Use this as a starting point. Adjust losses, learning rates, and SCF settings for the dataset and model stability.

Training Modes

Direct Training

mode: direct

This is direct training in the terminology of the paper. The model is not iterated to self-consistency. The wrapper uses reference atomic_multipoles and fermi_level from the data, applies one update, and compares the result to the reference density and other targets.

This mode is computationally inexpensive and stable, making it useful at the start of training. Its main limitation is the mismatch with inference: a model can fit the direct objective but still be unstable when run as an SCF model.

Unrolled SCF Training

Repo name:

mode: unroll_scf

This mode runs the SCF loop during training and differentiates through the unrolled iterations. The loss is applied to the model’s own SCF result.

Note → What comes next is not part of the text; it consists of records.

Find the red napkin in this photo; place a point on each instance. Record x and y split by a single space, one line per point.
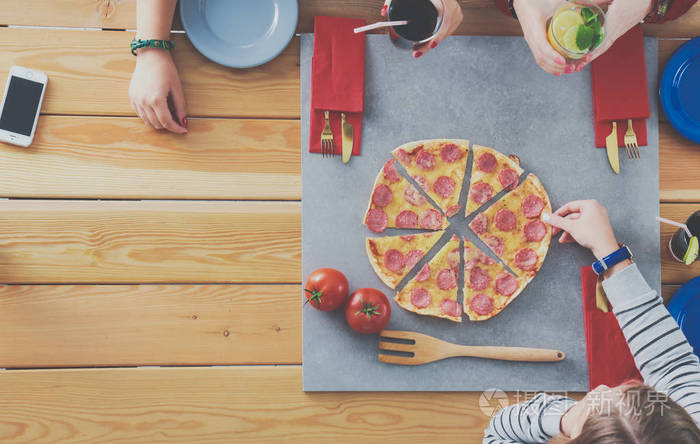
620 92
337 79
609 359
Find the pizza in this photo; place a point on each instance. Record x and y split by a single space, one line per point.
433 291
393 257
396 203
512 228
438 166
488 287
492 172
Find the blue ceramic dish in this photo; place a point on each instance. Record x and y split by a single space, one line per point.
239 33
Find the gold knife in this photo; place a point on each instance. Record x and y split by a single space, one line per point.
347 139
611 148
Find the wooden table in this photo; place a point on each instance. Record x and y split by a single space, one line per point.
123 248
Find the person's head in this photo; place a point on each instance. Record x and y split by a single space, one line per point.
632 413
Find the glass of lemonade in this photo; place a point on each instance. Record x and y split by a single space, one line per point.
576 28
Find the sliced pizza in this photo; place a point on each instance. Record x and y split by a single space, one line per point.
488 287
433 291
438 166
492 172
393 257
512 228
396 203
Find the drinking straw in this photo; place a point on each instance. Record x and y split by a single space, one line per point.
380 25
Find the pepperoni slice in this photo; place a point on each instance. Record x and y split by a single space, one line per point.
508 178
420 297
481 192
487 162
390 172
479 279
376 220
412 258
450 308
407 219
452 210
422 181
495 244
382 196
446 279
481 304
532 206
403 156
444 186
425 160
506 284
526 259
424 274
430 219
413 196
505 220
479 224
394 260
534 230
450 153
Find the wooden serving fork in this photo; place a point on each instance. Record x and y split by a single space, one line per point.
428 349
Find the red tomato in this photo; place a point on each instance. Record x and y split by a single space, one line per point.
326 289
368 311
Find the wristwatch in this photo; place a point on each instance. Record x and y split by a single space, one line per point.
613 258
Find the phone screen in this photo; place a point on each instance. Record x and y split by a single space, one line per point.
21 105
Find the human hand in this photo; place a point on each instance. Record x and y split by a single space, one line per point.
453 17
533 16
155 88
585 222
622 15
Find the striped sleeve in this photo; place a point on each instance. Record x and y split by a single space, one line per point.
533 421
660 349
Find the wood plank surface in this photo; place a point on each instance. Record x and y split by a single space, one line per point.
123 325
149 242
480 16
118 157
89 74
232 404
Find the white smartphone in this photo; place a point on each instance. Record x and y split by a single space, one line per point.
21 103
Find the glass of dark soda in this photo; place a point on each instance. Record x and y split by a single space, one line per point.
425 18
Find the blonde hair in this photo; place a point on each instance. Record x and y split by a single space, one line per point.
649 417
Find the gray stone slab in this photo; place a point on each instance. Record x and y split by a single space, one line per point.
487 90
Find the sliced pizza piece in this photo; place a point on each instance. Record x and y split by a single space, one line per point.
393 257
438 166
433 291
492 172
396 203
488 287
512 228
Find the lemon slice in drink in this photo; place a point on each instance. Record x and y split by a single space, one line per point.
565 26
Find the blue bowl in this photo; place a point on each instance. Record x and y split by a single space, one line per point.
240 33
680 90
684 306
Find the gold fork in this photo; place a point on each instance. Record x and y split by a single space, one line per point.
424 349
631 145
327 148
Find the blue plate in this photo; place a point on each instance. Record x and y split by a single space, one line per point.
240 33
680 90
685 309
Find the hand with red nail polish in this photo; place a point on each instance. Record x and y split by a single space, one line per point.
452 19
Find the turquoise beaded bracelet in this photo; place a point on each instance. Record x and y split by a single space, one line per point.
153 43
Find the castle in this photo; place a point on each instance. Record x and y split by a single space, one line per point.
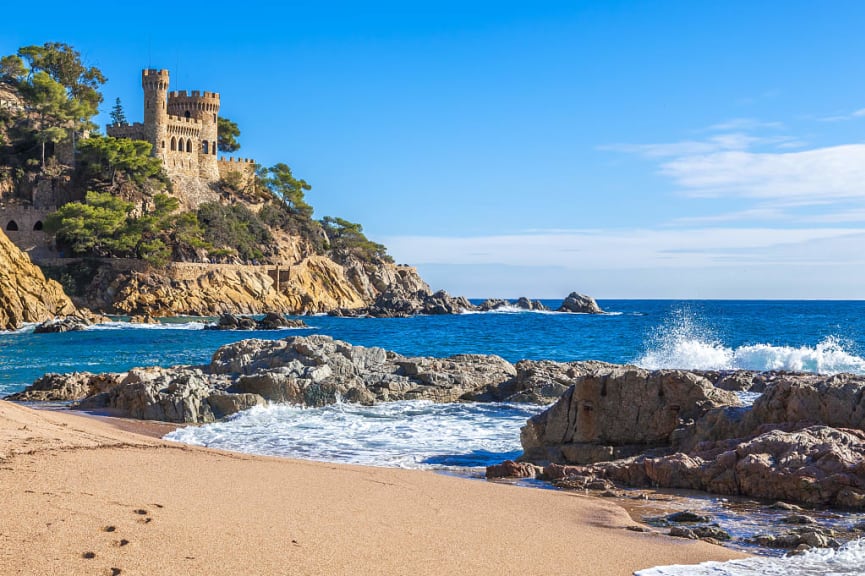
182 128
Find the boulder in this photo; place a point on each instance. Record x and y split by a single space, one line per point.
580 303
617 412
25 294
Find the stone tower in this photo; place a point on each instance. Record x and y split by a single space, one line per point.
204 108
155 85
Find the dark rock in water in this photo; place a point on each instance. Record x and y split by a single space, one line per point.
271 321
310 371
580 303
399 303
62 324
624 409
511 469
522 303
687 516
493 304
525 304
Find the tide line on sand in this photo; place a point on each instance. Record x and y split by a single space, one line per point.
78 495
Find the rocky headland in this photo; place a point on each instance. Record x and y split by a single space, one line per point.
25 294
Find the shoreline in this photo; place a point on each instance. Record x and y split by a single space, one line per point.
84 494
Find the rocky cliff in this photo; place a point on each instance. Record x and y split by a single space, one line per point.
314 284
25 294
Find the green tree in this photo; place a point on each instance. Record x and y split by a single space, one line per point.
118 117
95 226
284 186
63 64
227 134
12 70
348 237
103 158
50 110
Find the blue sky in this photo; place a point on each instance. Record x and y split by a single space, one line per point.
623 149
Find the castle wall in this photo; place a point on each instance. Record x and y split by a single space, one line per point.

The cost grows with num_scf_steps, and long unrolls can be memory-intensive. The current practical continuation stage is about 10 steps with mixing_parameter: 0.3.

initial_density: from_data and initial_fermi_level: from_data are useful when moving from direct training to unrolled SCF. local_guess and zero are more inference-like tests.

Implicit Differentiation

Repo name:

mode: implicit

Implicit differentiation treats the converged SCF density as the solution of a fixed-point equation, rather than as the output of a fixed number of unrolled iterations. Conceptually, gradients are computed while enforcing the condition that the fixed-point equation remains solved. Please see implicit_diff for details.

This method requires the torchopt package, which can be difficult to install and get working. Please ensure you run the tests (tests/test_fixed_point_wrapper_training_modes.py) after installing torchopt to check you are getting the right numbers.

Linearize and Solve

Repo name:

mode: linearize_solve

The linearize_solve method is equilivant to implicit differentiation, but we find it to be generally better behaved. This method works by iterating to the solution during in training, then, at the solution, the update rule is linearized and the output predicted by solving the resulting linear problem. This is equivalent to linearizing at the solition to create a quadratic QEq or linear polarizable force type model, which can then be solved by matrix inversion. Please see implicit_diff for details.

This method does not require torchopt or any other dependencies.

Losses

Common fixed-point losses include:

atomic_multipoles
total_charge_per_atom
dipole_per_atom
fermi_level_per_atom
energy_per_atom
forces
esps, if electrostatic potentials are returned and labelled
field_features, for field-feature supervision workflows
fixedpoint_scf_stability, for stability-oriented training experiments

For direct fixed-point training, atomic_multipoles is usually central. For SCF stages, energy, forces, charge, dipole, and density losses are applied to the model’s own SCF result.